Flow cytometry ALDH1+ labeling
ALDH1 activity was assessed by flow cytometry using an ALDEFLUOR kit (STEMCELL Technologies, Vancouver, Canada) per the manufacturer’s instructions. Cultured human GAC cells and PC cells were suspended in ALDEFLUOR assay buffer at 1 × 106 cells/ml and added to a tube containing 5 μl of the ALDH1 substrate. As a negative control, a 0.5-ml aliquot from each sample was treated with ALDH1-specific inhibitor. After 30 min of incubation at 37 °C and then centrifugation, the cells were washed with the assay buffer, followed by resuspension in 0.3 ml of ice-cold ALDEFLUOR assay buffer for flow labeling (FACS Calibur, BD Biosciences).
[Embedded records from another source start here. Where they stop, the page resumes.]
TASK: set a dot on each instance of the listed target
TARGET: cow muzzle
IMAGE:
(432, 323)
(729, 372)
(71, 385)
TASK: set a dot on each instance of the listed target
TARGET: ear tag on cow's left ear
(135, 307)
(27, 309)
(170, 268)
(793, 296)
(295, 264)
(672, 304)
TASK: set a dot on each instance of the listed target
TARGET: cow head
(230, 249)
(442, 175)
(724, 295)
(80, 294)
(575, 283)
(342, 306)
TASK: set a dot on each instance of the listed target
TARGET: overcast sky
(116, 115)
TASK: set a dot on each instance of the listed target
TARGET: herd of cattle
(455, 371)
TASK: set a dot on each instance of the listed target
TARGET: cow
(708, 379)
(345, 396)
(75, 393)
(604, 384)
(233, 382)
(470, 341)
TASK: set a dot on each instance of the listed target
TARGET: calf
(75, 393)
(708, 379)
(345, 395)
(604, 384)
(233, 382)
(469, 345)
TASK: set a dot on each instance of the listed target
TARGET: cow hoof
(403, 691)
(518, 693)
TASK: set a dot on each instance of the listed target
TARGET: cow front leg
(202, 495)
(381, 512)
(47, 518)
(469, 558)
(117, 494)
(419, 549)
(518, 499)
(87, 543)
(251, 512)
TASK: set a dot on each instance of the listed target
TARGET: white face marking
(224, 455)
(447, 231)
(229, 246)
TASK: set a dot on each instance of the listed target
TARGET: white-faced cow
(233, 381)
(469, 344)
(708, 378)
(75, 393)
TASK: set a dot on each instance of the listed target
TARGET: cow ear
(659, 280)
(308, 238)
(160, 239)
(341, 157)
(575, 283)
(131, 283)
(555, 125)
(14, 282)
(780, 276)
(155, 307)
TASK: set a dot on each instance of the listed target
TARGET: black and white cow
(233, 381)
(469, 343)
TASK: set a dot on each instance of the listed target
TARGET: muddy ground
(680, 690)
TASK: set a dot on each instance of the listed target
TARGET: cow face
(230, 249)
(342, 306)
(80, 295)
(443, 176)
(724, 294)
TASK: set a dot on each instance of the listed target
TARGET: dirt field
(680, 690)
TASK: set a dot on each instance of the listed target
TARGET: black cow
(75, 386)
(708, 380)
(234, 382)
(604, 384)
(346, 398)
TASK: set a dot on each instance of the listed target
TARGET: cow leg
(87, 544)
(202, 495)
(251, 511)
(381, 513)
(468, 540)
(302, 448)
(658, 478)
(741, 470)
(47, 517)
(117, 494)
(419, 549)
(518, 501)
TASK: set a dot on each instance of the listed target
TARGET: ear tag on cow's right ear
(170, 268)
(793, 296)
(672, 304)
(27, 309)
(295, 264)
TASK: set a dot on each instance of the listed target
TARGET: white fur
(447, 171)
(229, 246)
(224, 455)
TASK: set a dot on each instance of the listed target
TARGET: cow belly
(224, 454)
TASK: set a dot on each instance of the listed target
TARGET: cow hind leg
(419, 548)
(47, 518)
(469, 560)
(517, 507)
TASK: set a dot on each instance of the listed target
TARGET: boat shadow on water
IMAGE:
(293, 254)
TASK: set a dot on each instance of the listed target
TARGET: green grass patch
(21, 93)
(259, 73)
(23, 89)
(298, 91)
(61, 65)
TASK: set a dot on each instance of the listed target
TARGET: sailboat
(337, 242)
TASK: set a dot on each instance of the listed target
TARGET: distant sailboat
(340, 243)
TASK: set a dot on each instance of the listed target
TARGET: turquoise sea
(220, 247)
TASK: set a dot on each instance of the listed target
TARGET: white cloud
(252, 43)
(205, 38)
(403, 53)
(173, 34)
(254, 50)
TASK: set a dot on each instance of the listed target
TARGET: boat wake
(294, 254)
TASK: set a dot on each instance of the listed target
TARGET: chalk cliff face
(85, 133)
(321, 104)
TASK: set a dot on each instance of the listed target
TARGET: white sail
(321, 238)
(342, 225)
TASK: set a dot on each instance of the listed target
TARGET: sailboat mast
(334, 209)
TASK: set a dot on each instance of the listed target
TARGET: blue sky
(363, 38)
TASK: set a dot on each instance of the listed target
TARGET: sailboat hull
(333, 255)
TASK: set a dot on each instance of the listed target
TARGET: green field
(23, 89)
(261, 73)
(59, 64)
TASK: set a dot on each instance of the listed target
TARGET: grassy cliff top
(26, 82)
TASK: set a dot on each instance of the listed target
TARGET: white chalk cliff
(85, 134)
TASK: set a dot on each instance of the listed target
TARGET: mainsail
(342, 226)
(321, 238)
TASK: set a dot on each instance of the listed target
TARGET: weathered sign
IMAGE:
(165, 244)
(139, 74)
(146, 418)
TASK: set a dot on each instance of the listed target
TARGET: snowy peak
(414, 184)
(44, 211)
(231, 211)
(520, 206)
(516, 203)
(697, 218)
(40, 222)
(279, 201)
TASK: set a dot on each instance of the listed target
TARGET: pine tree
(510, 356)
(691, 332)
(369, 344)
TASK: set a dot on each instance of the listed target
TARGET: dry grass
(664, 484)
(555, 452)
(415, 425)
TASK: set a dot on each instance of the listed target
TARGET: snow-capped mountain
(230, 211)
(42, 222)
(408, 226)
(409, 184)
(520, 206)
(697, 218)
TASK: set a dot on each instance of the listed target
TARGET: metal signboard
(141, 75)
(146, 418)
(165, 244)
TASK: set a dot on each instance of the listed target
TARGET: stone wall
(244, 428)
In vivo xenografts and PDX
In vivo experiments were conducted in accordance with the Institutional Animal Care and Use Committee. MKN45 GAC cells with GRK3 overexpression (GRK3 OE) and GFP control cells (NC) were subcutaneously injected into severe combined immunodeficient (SCID) mice (n = 5/group) and then monitored tumor growth for three weeks. After three weeks, tumor burden, tumor weight and tumor volume were measured as previously . To determine the antitumor activity of LD2 in vivo, we applied a PDX model using GA0518 patient-derived cells., 5 × 106 GA0518 cells were subcutaneously injected into severe combined immunodeficient (SCID) mice (n = 5/group, two injections per mouse on both flanks). After 7–10 days, the mice were injected with vehicle control DMSO: PBS (1:1) (100 μl/mouse) or LD2 (20 mg/kg) 5 times per week for 2 weeks. Tumor size was measured with a digital caliper (VWR International, Radnor, PA) once tumors reached a visible size, and tumor volume in mm3 was determined by the formula [(length × width)2] × 0.52, with length and width in mm. Mouse tumor weight and body weight were measured as described previously . For the PC metastasis model, SCID mice were peritoneally injected with 1 × 106 MKN45 GFP, MKN45 GRK3 OE, MKN45 GRK3 OE treated with LD2. 1 week after tumor cell injection, mice were randomly grouped. LD2 (20 mg/kg) was treated 5 times per week for 2 weeks. The tumor luminescent density was monitored every week. All these measurements were compared using the unpaired Student t-test.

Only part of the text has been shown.